# Dogs on Lindisfarne?



## Kelcat (Apr 20, 2008)

Hi - off to Northumberland next weekend. 
Does anyone have any experience of taking dogs onto Holy Island? - their website says restricted areas? What does this mean? 
Not bothered about the lead thing as we always keep Pushka on a lead.


----------



## 100127 (Jul 20, 2006)

We have taken our poodle on the Holy Island with no probs. Try this link.
http://www.lindisfarne.org.uk/general/index.htm

Bob


----------



## aultymer (Jun 20, 2006)

DO NOT allow your dogs into the sand dunes. 4 weeks ago we paid a short visit to Holy Isle.
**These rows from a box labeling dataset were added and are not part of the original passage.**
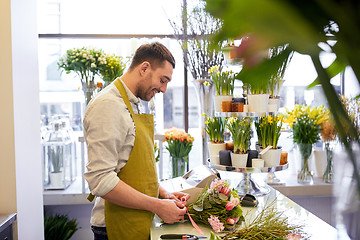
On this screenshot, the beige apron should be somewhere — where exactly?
[88,79,159,240]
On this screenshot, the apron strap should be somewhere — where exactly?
[115,78,134,115]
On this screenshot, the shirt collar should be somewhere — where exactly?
[120,78,140,104]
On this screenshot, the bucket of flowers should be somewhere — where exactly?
[165,128,194,178]
[255,114,283,167]
[286,105,329,184]
[187,179,244,233]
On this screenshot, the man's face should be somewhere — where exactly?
[137,61,173,101]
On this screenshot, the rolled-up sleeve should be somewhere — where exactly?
[84,95,135,196]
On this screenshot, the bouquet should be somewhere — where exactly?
[165,128,194,159]
[203,114,226,143]
[187,179,244,233]
[226,117,251,153]
[99,54,127,85]
[209,66,235,95]
[286,105,328,144]
[255,114,283,149]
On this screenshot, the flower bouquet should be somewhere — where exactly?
[187,179,244,233]
[286,105,328,183]
[58,47,106,104]
[165,128,194,177]
[226,117,251,153]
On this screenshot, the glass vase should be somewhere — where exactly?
[333,145,360,240]
[170,156,188,178]
[323,142,334,183]
[297,143,314,184]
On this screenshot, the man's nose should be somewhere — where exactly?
[159,83,167,93]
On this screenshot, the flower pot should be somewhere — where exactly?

First problem was that there was nowhere to park near the village if you are over 3.5T. So we returned to a sandy area near the causeway. 
We stood and read the notice about Piri Piri weed seeds and the need to remove them from your dogs and clothes before leaving the Island. This was to prevent the spread of this invasive weed. 
What the notice did not say was that the seeds are so numerous that dogs could not avoid them and that because they hook on they can cause great discomfort to the dog. 
For 10yards walking from the van, we had to spend 3 hours removing seeds from our 2 dogs. 
The seeds stick around the mouth and nose and in between the dogs pads. 
The notices are only to warn about spreading the seeds but give no warning of the problems they cause.


----------



## Kelcat (Apr 20, 2008)

Hi Aultymer - do you mean the sand dunes on Holy Island - or on the main land.
We're staying at Haggerston Castle site & plan to walk to Holy Island, across the causeway & back.


----------



## aultymer (Jun 20, 2006)

Our short walk was in the dunes between the causeway and the village. ie on the Island.

Have you been to Haggerston before? We were charged £29 for 2 adults and 2 dogs for one night arriving at 6pm and told to be off by 10 next morning.
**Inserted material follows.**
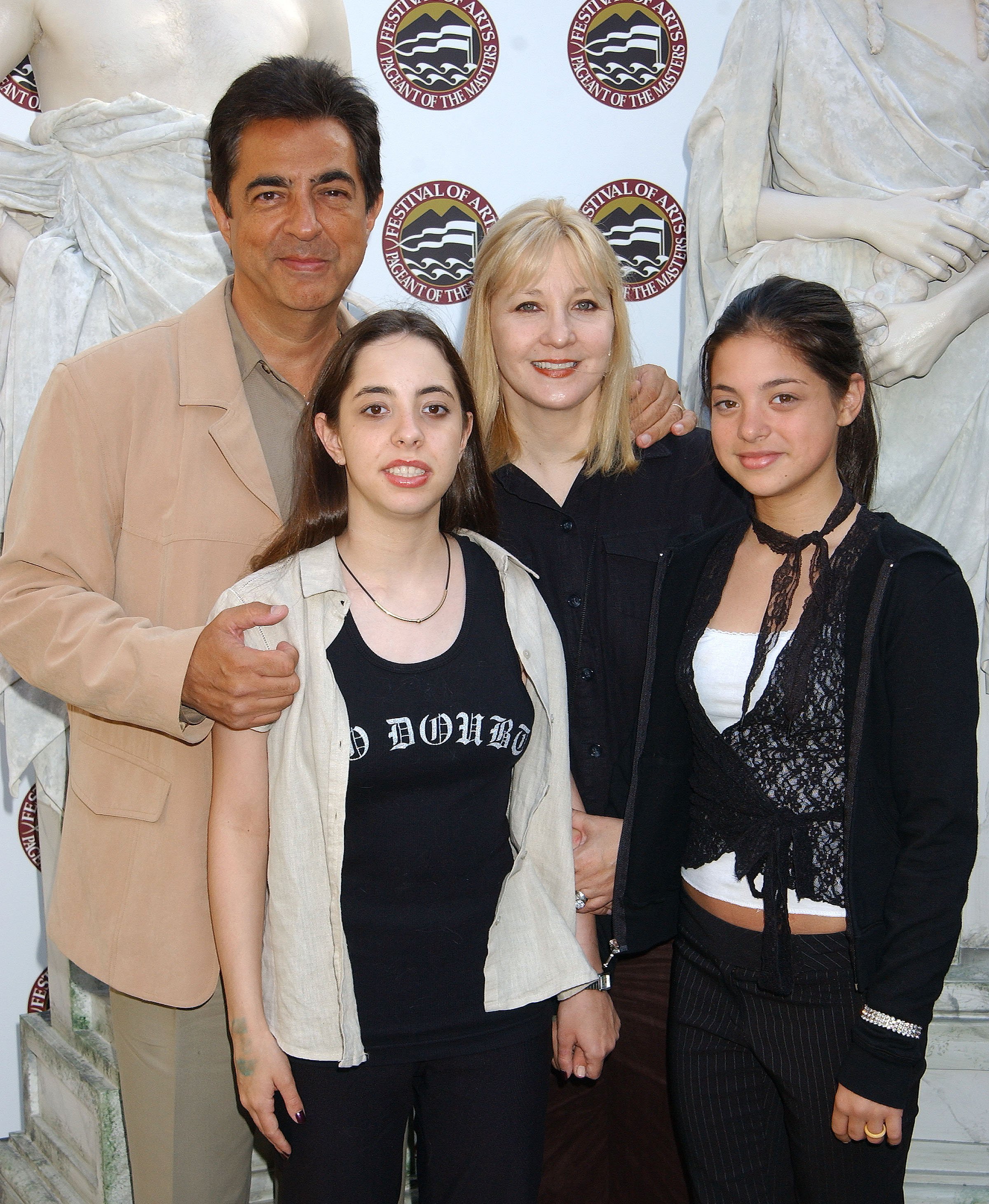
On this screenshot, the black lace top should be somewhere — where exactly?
[677,509,878,995]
There was a car parked alongside us 2ft away then an awning+caravan and so on for about 10 or 12 units - I thought there was a minimum distance allowed between units for fire risk - not at Haggerston. I wasn't impressed by the so called dog walk either. Needless to say we won't be back.


----------



## Kelcat (Apr 20, 2008)

Nope - not been before - but wanted somewhere close to Holy Island where we could meet up with friends (who don't MH) for the day. Charged £26 for 2x adults 1 x dog for 2 nights inc hookup & use of pool - thought that was pretty good - will post review when back. 
Have been told can walk to Holy Isle direct from site without going on roads?


----------



## CurlyBoy (Jan 13, 2008)

Hi, firstly apologies as I don't know how to add a link, but this website(www.hear.org) has lots of interesting stuff on this and other problem plants. This one is second on list with photo's.
curlyboy


----------



## johnandcharlie (May 2, 2007)

Charlie and I went there last year, when we were at River Breamish CC site. Dogs are allowed in the abbey ruins, and we sat in the garden of one of the tea rooms. They're not allowed in the castle though, so we didn't go there. We had a wander round the village too, but that's all we had time for. I parked in the main car park just outside the village, but can't remember if there were any restrictions on big vans.


----------